The Drifter (Peter Ash #1)(62)



“I didn’t start that fight, remember.”

“I know it, and they know it, too. Anyway, they not so bad off. They been making noises about getting out for a while, but now I think they serious. I made them too damn much money. Nino got his eye on some land up north, spend the rest of his days drinking beer and fishing. Ray going back to Tulsa, he got a girl down there.”

“But not you,” said Peter.

Lewis moved his shoulders. “My number a little bigger than theirs.”

“I can’t see you retired,” said Peter. “What would you do? Buy some apartment buildings and collect the rent every month? Drink yourself to death?”

Lewis looked off into the trees. “Build a house. On the water. In the islands.”

“That’s a much bigger number.”

“Well,” said Lewis. The tilted smile came back. “I got a new business partner. Just might win the jackpot.”




The Man in the Black Canvas Chore Coat

“You don’t want me in the basement?” said the tank truck driver, talking loud over the gravelly rattle of the big diesel. He had a bushy black beard that hung down over his oil-stained coveralls, and a green-and-gold-striped winter hat with the Packers G front and center.

“The tank is fine,” said Midden. He stood on the parking strip in front of the house, illuminated by a single streetlight and the work lights of the tanker.

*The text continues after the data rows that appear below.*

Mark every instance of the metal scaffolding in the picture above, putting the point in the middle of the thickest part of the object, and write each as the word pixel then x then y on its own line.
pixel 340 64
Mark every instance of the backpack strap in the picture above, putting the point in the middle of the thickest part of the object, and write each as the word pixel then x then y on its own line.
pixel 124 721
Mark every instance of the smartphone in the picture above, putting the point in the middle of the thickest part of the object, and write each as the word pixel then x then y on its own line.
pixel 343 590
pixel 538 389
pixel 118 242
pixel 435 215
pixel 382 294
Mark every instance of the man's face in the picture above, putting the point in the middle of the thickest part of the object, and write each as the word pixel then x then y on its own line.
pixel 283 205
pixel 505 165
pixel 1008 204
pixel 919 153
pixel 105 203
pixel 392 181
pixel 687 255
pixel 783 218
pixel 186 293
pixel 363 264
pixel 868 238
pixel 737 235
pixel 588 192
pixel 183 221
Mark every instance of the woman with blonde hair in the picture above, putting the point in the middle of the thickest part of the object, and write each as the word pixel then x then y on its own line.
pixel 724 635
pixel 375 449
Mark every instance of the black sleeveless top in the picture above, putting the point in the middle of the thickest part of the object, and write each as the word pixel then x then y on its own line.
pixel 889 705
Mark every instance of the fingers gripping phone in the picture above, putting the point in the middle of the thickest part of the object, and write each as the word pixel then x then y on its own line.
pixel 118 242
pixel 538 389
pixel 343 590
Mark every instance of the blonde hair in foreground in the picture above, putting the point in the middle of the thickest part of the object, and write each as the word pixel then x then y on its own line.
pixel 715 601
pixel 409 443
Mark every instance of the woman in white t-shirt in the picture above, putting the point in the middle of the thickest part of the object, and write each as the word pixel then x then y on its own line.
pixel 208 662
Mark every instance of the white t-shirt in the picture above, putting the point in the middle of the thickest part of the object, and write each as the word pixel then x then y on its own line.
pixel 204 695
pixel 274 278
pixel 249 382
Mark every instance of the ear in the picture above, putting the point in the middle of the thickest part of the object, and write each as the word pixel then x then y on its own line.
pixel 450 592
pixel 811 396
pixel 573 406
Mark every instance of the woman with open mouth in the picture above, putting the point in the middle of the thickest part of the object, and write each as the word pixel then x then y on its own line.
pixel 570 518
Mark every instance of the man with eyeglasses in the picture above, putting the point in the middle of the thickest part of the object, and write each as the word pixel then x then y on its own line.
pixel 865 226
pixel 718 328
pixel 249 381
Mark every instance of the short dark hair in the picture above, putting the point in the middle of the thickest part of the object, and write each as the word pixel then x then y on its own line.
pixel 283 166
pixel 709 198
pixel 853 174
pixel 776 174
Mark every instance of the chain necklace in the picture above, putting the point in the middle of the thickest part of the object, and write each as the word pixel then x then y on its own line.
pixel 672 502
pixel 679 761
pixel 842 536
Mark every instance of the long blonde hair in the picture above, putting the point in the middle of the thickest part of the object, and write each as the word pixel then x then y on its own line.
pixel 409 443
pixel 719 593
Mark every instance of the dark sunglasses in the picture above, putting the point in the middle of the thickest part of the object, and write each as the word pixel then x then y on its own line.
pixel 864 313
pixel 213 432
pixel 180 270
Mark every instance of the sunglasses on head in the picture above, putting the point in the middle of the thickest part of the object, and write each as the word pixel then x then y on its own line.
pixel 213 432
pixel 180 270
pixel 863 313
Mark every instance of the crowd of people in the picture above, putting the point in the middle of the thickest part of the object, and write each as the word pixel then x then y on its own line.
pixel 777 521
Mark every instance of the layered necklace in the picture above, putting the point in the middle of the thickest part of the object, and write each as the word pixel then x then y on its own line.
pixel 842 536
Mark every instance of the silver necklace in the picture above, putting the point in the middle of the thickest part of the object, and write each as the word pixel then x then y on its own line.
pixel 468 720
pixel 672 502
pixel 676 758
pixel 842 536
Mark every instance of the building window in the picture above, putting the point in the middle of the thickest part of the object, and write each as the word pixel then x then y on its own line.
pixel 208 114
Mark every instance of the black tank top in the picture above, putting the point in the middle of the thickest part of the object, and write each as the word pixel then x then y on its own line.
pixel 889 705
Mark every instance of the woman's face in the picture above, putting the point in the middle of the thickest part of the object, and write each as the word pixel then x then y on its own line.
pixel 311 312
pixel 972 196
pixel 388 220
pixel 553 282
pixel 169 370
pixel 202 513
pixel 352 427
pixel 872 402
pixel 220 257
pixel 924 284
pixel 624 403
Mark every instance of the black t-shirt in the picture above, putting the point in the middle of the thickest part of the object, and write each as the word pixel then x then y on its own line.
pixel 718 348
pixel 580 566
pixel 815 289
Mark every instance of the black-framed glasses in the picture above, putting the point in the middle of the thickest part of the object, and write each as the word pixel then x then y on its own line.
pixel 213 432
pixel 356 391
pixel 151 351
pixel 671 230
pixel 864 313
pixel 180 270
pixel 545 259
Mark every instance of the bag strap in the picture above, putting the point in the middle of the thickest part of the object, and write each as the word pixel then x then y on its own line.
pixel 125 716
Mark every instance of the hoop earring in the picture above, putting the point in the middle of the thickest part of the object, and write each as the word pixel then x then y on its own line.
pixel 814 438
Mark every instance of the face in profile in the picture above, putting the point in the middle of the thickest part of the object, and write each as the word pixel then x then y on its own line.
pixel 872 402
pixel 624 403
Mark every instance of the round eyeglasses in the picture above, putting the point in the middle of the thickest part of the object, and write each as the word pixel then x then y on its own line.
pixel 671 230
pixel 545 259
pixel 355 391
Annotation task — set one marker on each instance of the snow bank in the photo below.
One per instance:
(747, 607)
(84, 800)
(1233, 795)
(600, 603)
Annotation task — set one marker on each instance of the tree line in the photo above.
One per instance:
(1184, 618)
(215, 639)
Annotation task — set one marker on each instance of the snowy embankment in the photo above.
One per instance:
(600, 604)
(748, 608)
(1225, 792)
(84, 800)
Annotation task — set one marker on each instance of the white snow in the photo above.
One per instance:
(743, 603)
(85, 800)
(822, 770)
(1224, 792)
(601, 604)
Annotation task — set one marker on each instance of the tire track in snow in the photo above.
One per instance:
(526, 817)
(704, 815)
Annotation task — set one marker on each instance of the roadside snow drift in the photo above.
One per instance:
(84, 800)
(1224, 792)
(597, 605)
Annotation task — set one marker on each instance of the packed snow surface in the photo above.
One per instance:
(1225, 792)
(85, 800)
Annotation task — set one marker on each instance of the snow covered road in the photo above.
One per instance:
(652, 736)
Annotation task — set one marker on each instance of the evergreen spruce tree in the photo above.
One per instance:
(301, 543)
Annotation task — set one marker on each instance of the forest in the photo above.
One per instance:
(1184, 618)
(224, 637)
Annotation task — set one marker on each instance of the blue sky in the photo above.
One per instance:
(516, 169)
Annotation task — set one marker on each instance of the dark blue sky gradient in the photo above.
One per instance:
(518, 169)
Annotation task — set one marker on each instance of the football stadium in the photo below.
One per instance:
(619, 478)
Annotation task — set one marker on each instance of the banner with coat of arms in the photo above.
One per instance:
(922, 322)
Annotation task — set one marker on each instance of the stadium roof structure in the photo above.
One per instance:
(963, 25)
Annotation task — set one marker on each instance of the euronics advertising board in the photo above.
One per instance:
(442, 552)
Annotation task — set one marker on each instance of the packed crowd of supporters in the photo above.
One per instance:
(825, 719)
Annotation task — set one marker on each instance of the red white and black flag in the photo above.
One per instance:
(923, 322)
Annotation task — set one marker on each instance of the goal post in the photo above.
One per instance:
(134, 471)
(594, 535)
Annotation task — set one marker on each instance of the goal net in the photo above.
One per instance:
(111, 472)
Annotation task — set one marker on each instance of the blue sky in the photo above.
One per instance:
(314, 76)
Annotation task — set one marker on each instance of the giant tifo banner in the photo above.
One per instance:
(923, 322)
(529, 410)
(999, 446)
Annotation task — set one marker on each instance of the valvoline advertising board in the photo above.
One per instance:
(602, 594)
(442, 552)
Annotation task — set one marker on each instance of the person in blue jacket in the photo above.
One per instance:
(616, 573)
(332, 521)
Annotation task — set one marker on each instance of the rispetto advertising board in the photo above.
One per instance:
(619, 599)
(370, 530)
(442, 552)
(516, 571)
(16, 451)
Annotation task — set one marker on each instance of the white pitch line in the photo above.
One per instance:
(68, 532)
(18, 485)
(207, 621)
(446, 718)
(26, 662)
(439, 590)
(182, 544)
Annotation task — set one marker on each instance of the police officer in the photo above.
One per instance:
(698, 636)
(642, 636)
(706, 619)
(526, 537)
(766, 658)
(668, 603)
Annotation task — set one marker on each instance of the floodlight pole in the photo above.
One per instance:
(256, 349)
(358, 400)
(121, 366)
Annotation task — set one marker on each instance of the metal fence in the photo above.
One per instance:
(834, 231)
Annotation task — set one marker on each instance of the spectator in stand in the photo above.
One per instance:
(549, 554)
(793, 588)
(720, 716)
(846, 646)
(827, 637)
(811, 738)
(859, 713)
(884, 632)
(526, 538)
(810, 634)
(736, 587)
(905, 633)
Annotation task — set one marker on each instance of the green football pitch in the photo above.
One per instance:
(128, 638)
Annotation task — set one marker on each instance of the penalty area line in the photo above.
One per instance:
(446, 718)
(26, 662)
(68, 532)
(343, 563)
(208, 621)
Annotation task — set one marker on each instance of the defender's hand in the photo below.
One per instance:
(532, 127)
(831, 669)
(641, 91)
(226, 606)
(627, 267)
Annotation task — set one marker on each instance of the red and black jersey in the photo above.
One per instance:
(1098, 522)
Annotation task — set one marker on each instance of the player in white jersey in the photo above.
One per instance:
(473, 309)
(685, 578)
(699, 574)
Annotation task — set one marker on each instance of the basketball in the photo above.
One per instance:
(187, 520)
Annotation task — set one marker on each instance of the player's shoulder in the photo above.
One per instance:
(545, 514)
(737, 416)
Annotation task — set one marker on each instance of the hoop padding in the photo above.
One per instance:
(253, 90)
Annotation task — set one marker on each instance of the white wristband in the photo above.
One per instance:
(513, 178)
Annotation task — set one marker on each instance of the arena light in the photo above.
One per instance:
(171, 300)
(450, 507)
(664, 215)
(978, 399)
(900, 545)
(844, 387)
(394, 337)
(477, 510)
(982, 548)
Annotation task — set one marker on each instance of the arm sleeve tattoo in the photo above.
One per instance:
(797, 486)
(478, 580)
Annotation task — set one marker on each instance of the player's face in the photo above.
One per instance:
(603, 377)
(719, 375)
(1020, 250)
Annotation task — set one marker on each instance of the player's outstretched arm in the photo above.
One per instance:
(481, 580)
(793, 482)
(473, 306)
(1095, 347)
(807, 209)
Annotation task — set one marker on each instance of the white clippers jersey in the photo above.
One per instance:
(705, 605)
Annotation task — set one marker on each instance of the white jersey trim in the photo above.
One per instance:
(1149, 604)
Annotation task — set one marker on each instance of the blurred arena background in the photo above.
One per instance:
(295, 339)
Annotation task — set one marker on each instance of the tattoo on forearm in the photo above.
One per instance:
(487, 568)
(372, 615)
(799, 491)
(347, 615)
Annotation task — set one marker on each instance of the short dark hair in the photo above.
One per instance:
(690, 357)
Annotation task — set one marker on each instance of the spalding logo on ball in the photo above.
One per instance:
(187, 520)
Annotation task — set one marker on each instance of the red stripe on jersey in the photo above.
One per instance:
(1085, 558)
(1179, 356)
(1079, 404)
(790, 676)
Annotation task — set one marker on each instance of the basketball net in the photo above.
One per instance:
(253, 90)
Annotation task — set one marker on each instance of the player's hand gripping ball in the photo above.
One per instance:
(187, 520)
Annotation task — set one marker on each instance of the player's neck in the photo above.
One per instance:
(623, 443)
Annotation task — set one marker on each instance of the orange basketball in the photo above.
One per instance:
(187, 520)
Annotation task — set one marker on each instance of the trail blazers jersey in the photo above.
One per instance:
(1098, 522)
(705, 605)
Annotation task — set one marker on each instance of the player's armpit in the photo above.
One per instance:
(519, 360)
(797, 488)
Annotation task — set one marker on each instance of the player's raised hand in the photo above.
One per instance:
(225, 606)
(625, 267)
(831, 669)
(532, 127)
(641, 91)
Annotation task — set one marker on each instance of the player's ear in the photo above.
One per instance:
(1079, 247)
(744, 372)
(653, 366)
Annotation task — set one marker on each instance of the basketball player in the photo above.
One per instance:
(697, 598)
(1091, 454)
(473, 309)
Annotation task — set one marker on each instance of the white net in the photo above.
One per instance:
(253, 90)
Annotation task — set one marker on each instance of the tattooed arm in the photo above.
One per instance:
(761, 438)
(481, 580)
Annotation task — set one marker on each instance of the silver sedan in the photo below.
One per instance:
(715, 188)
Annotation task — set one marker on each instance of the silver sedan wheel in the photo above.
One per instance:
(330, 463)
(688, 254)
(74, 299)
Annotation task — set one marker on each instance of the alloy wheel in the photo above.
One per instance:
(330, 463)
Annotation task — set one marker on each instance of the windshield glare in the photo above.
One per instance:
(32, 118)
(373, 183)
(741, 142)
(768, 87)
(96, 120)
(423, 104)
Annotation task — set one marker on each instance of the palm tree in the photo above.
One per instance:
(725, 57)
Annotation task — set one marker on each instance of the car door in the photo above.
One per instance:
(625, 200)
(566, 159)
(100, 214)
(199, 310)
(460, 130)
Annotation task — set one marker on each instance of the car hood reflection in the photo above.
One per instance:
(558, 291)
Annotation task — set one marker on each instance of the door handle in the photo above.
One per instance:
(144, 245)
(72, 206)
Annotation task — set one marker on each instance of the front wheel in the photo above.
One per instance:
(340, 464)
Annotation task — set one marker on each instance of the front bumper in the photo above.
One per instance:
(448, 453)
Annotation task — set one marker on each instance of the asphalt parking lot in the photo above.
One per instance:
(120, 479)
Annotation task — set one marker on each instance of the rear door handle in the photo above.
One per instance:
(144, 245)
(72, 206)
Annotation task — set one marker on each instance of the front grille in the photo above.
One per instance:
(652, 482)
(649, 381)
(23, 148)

“It’s a safety check,” said the driver, tapping his clipboard. “I gotta do it. To make sure your oil tank is sound. The company requires it once a year for all tanks, and for new customers I really gotta. It’s free.”

Nothing is easy, thought Midden. “It’s a new tank,” he said. “We just had it installed.” He reached for his wallet and began counting out bills. “It’s two hundred gallons. I don’t need a receipt. What’s that, about a thousand bucks?”

The driver shook his head. “Sorry, man. Company rules. We had a tank with a rusted bottom three years ago; the driver pumped eight hundred gallons into the basement. That house had to be torn down. Your money isn’t worth my job.” He turned to walk back to his tanker.

Midden was very tired. “Please,” he said. “Hang on a minute. What will it take to make this work?”

The man with the clipboard had one foot on the running board. “It takes me inspecting that fuel tank in your basement. I seen too many bad installs and rusted bottoms and cracked fuel lines to take any man’s word for it.” He looked through the pale glow of the streetlights at the dark house with the siding falling off, the yard littered with fallen roof shingles. “And I’m starting to wonder what you’re doing that you don’t want me down there.”

Midden sighed. This was not the way he wanted this to go. He liked the guy. He liked the way the guy knew his job, the way he refused the money. Nobody refused the money. Plus Midden had never run the controls on one of those big tanker trucks. But he could figure it out.

“Okay,” said Midden. “Tell you what. The basement’s a mess. We’re renovating, and there are some structural problems. We just want some heat so we can stay warm while we work. But why don’t you get your hose run, and I’ll make a path to the tank. Before you start pumping, I’ll walk you down for a look.”

The man with the clipboard nodded. “Fair enough,” he said. “I appreciate it. It’ll only take a minute.” He unclipped the fill nozzle and walked slowly backward toward the house as the hose began to unspool from its reel.

Midden went through the splintered side door and down the rotting basement stairs into the yellow light of a kerosene lantern. It hadn’t seemed worth the effort getting the power turned on. He had just found the vacant house the day before. There were a great many to choose from.

There was no new oil tank.

Instead there were ten white plastic drums that had once held fifty gallons of pickles in their brine. Each drum would hold twenty gallons of fuel oil and get filled the rest of the way with fertilizer.

It would be easiest to steal a tanker from the company yard, but stealing an oil truck would definitely get noticed. Even the UPS trucks had GPS trackers on them now. And nobody sold bulk fuel oil anymore, not to a walk-in customer. You couldn’t just show up with ten pickle barrels.

Boomer had wanted racing fuel originally, which was what McVeigh had used, but that was impossible now, too. And gas stations all had cameras. He’d considered kerosene or paint thinner, bought a gallon at a time, but that would have taken forever. Midden had used up his patience buying ten thousand pounds of fertilizer in fifty-pound bags. And time was getting short. Veterans Day was only two days away.

He saw the legs of the driver through the high foundation windows. It was hard work to pull that hose all the way to the back of the house. He wasn’t quite there yet.

In truth, thought Midden, this way would make things easier. He could put the empty drums in the van again and fill them right there, straight from the tanker. No heavy lifting.

But standing in the basement in the light of a lantern, thinking through each step as he always did, it weighed on him. It was almost too much to carry now.

It was one thing to kill a man in combat, to protect yourself. Or to kill a man who you knew would be a threat because of incompetence, like the man who had driven the van. He had proven himself unreliable. A danger.